DETAILED ACTION
Notice of Pre-AIA or AIA Status
The present application, filed on or after March 16, 2013, is being examined under the first inventor to file provisions of the AIA .
Election/Restrictions
Applicant’s election without traverse of Group I (claims 1-6, 9-10, 12, 17, 19, 21, 26, 32, 35 and 39) in the reply filed on 2/17/2026 is acknowledged.
Claims 7-8, 11, 13-16, 20, 22-25, 27-31, 33-34, 36-38, 40, 42-54, 56-62, 64-67, 69-72, 74-76 have been canceled, claims 41, 55, 63, 68, 73 have been withdrawn from consideration as being drawn to non-elected subject matter, and claims 1-6, 9-10, 12, 17, 19, 21, 26, 32, 35 and 39 have been considered on the merits.
Information Disclosure Statement
The NPL reference by Au et al. (2018, ACS Nano) is duplicated, and the duplicate was lined through.
Claim Objections
Claim 17 is objected to because of the following informalities: Claim 17 discloses “TCO-MTZ” and “DBCO” in the structure. The full name of these abbreviation should be disclosed in the claim.
Appropriate correction is required.
Claim Rejections - 35 USC § 112
The following is a quotation of 35 U.S.C. 112(b):
(b) CONCLUSION.—The specification shall conclude with one or more claims particularly pointing out and distinctly claiming the subject matter which the inventor or a joint inventor regards as the invention.
The following is a quotation of 35 U.S.C. 112 (pre-AIA ), second paragraph:
The specification shall conclude with one or more claims particularly pointing out and distinctly claiming the subject matter which the applicant regards as his invention.
Claim 17 rejected under 35 U.S.C. 112(b) or 35 U.S.C. 112 (pre-AIA ), second paragraph, as being indefinite for failing to particularly point out and distinctly claim the subject matter which the inventor or a joint inventor (or for applications subject to pre-AIA 35 U.S.C. 112, the applicant), regards as the invention.

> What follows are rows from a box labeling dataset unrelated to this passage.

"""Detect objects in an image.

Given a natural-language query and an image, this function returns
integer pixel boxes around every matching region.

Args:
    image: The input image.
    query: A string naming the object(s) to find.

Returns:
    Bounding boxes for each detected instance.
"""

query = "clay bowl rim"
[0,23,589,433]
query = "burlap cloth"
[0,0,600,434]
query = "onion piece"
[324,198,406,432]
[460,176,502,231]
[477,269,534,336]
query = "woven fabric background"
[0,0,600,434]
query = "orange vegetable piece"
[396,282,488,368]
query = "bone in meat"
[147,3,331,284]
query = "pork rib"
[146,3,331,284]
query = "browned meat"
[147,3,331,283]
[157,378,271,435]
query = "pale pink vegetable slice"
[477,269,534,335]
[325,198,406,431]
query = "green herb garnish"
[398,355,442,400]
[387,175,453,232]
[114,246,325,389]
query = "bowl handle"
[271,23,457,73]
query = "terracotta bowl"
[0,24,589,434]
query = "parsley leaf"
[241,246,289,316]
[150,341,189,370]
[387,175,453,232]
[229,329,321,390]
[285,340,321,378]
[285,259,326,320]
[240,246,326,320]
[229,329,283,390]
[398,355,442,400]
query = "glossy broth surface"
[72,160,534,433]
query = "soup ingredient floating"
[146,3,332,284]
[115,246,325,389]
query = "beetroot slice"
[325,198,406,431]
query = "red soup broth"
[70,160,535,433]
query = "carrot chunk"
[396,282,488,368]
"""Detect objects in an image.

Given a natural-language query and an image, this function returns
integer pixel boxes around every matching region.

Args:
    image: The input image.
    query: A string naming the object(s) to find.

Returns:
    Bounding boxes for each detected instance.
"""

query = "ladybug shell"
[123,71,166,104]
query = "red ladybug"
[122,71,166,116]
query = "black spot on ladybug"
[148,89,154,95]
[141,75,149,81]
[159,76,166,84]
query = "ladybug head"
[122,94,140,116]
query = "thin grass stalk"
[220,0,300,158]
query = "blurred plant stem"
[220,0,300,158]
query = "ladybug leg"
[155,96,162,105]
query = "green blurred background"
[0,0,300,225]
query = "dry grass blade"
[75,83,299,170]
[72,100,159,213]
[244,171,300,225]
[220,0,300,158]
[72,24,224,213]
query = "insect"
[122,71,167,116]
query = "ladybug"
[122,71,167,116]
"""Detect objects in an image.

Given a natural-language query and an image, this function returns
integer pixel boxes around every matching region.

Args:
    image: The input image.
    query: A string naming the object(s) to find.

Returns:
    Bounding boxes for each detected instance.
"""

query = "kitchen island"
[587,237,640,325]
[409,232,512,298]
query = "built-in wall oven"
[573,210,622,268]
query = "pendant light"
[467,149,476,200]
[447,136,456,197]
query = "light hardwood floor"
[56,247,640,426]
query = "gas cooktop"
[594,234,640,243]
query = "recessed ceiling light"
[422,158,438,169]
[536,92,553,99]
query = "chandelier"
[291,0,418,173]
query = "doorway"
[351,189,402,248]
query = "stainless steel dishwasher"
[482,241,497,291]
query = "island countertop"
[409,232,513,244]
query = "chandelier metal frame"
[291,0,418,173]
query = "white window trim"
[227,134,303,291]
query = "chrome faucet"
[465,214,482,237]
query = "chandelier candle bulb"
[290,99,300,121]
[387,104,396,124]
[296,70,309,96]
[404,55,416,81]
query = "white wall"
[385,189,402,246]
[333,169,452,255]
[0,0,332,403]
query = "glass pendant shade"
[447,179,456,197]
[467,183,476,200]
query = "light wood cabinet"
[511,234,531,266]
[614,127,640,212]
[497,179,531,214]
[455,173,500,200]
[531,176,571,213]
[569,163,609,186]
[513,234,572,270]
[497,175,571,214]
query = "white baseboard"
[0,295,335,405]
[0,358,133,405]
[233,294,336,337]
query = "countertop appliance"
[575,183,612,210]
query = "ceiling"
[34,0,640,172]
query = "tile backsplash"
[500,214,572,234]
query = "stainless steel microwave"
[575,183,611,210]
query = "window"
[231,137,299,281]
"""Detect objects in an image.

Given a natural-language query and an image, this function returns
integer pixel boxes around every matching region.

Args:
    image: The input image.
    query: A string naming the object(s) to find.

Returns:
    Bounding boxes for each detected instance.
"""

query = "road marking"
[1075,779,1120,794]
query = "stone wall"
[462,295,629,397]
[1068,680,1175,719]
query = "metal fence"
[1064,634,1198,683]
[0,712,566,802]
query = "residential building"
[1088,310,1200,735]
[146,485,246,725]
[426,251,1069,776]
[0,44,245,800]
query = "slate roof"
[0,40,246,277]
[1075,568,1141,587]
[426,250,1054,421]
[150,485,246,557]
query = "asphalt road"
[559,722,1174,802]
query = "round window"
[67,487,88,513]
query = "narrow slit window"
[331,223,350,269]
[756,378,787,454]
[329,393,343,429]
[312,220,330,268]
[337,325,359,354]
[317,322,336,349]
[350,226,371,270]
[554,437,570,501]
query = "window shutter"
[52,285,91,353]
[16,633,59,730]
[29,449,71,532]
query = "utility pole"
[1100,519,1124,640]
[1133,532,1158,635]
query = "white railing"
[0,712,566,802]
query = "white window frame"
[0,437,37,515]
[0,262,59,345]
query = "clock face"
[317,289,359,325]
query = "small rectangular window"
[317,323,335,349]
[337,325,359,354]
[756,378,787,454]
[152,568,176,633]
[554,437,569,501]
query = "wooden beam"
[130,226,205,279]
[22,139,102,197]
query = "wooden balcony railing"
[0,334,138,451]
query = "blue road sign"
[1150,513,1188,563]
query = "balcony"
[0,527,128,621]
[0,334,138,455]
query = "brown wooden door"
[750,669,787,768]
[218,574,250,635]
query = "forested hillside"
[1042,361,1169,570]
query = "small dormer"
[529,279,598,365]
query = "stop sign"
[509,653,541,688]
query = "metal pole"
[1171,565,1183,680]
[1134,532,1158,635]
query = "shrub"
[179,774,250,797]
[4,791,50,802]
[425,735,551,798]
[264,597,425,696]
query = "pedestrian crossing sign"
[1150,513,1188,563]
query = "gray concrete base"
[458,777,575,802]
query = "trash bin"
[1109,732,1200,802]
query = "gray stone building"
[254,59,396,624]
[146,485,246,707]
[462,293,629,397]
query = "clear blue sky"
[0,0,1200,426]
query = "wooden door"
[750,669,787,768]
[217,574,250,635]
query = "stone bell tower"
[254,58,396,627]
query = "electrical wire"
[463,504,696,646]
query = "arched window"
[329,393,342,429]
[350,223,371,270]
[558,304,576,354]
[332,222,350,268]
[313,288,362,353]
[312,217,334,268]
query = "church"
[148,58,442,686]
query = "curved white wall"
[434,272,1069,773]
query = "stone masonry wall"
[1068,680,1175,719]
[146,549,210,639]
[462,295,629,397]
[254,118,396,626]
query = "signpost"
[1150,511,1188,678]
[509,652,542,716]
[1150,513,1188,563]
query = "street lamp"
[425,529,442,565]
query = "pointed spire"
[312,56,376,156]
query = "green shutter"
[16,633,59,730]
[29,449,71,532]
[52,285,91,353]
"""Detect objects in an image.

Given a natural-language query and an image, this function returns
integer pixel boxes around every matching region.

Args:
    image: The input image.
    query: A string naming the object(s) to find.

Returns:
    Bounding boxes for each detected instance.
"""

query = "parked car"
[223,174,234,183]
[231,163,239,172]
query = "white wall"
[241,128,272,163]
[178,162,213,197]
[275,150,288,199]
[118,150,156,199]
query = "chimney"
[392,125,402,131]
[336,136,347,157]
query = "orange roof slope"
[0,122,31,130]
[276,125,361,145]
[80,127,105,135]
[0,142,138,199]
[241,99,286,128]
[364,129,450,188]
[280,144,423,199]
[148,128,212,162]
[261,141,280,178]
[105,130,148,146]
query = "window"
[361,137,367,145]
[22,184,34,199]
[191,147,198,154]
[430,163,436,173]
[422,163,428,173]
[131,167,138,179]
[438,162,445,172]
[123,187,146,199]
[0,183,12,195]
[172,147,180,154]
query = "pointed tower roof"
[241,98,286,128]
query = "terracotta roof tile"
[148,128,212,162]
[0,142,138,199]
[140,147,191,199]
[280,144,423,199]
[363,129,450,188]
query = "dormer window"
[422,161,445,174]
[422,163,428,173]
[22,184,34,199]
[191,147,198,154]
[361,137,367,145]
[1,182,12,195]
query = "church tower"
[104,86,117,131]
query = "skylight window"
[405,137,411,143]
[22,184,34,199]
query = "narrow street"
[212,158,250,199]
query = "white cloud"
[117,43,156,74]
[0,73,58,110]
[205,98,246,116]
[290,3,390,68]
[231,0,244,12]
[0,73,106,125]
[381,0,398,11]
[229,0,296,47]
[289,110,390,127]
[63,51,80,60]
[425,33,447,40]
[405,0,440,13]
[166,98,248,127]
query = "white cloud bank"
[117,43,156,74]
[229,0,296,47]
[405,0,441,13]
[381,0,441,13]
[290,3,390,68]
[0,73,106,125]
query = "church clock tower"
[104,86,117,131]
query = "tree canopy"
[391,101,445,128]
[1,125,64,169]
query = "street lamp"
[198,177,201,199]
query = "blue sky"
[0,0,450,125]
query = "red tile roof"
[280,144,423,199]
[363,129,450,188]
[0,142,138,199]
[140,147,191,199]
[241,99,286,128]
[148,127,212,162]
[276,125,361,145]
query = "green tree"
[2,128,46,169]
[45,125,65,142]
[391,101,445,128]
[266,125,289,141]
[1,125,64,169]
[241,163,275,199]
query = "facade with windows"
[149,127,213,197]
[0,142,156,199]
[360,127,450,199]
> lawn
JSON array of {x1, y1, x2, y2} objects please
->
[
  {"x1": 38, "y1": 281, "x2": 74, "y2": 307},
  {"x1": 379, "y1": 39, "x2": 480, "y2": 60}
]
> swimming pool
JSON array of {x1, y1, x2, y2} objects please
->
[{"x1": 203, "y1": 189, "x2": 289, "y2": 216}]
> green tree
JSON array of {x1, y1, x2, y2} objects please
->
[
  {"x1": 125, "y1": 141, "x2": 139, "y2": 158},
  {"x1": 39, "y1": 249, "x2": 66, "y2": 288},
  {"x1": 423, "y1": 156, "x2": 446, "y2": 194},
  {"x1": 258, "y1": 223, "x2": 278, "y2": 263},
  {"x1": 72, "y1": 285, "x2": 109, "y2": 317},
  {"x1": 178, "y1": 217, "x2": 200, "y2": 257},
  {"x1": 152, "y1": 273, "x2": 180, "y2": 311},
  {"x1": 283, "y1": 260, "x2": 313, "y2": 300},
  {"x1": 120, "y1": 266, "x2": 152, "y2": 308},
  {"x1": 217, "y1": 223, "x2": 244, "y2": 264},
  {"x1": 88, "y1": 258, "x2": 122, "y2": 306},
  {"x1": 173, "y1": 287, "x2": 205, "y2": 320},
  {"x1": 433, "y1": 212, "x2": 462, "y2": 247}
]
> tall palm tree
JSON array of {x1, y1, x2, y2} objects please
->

Claim 17 discloses structures in figures. It is not clear what the “x” and “y” intend to point out. The bracket is indicated with “x” and this could be understood that multiple numbers of the whole unit (conjugation) to the cells being in a linear repeat. Similarly, considering the content in the parenthesis, it appears that “y” intends to the number of the unit. Does this mean that the same unit of immune checkpoint molecule/PD-L1 or CD86 and linker being repeated in a linear form that is attached to the nanoparticle containing a cargo? Clarification is required.
Claim Rejections - 35 USC § 102
In the event the determination of the status of the application as subject to AIA 35 U.S.C. 102 and 103 (or as subject to pre-AIA 35 U.S.C. 102 and 103) is incorrect, any correction of the statutory basis (i.e., changing from AIA to pre-AIA ) for the rejection will not be considered a new ground of rejection if the prior art relied upon, and the rationale supporting the rejection, would be the same under either status.
The following is a quotation of the appropriate paragraphs of 35 U.S.C. 102 that form the basis for the rejections under this section made in this Office action:
A person shall be entitled to a patent unless –
(a)(1) the claimed invention was patented, described in a printed publication, or in public use, on sale, or otherwise available to the public before the effective filing date of the claimed invention.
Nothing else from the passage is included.